I guess the reason of memory overflow largely due to preprocessing using pretrained-model. To overcome this, it's reasonable if I preprocess data without pretrained-model, but train model with pretrained-model checkpoint for training initialization?

kmaziarz commented 1 year ago

It would be surprising if plugging in the pretrained model checkpoint was to blame here (but maybe that is the case, I'm not sure). If you want to use the checkpoint for training initialization, then the atom metadata (e.g. atom type / motif vocabulary) has to be kept in sync, this is why the checkpoint has to be provided during preprocessing.

Two thoughts:

danielkaifeng commented 1 year ago

It is on the first stage of initializing feature extractors, in generating FeaturisedData before xxx.jsonl.gz generated. I think there are some approaches to solve the question:

  1. Skip pretrain model in preprocessing as you mentioned, this helps reducing some memory.
  2. The overall memory still keeps growing in feature extraction, I guess it might be caused by storing large list and smiles_datapoints in memory.
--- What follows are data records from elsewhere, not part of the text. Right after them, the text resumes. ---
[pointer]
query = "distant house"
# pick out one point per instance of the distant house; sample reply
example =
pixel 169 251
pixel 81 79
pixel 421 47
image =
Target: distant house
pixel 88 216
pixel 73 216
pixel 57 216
I will try to seperate multiple FeaturisedData to batched *.jsonl.gz files and make some modification in training dataloader to train.
  3. Write FeaturisedData datapoints to xxx.h5 file during generation by h5py.
kmaziarz commented 1 year ago

The overall memory still keeps growing in feature extraction, I guess it might be caused by storing large list and smiles_datapoints in memory.
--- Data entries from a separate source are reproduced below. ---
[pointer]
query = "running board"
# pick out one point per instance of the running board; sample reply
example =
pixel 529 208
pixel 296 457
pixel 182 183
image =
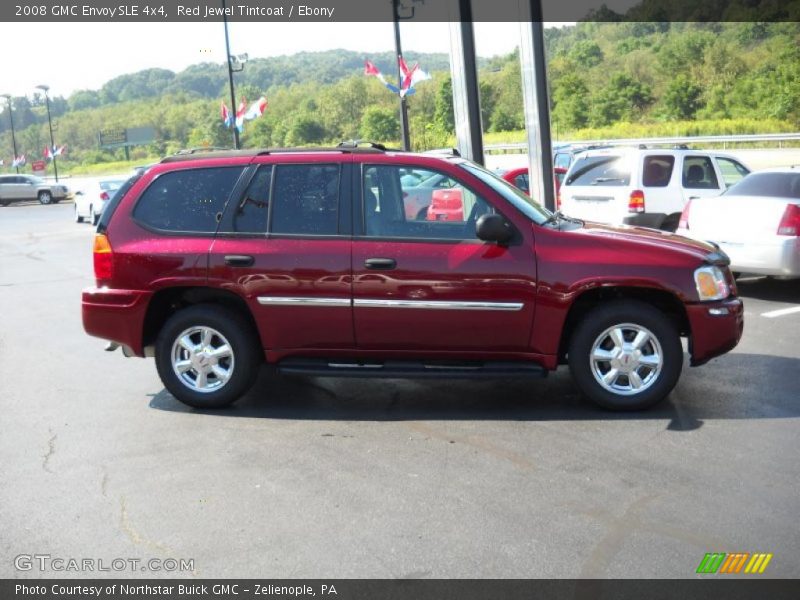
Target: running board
pixel 398 369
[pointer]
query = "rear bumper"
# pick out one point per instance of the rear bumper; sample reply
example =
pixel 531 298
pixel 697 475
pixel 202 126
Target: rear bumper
pixel 781 257
pixel 716 328
pixel 116 315
pixel 651 220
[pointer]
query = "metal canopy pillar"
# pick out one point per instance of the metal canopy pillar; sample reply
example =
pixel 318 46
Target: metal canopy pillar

While the SMILES are indeed all read into memory, the processing then proceeds in an online fashion based on iterables. I think in principle the processed samples do not have to all fit in memory, while 10M samples in SMILES form should not take that much.

At the point when the code prints out the sizes of the folds and says "beginning featurization", is the memory usage already high then? This should be a point when all the SMILES are already in memory. If memory is not high then but continues to grow later, maybe this is because the parallel processes are faster in processing the samples than the main process is in consuming them, leading to more and more samples being "queued up".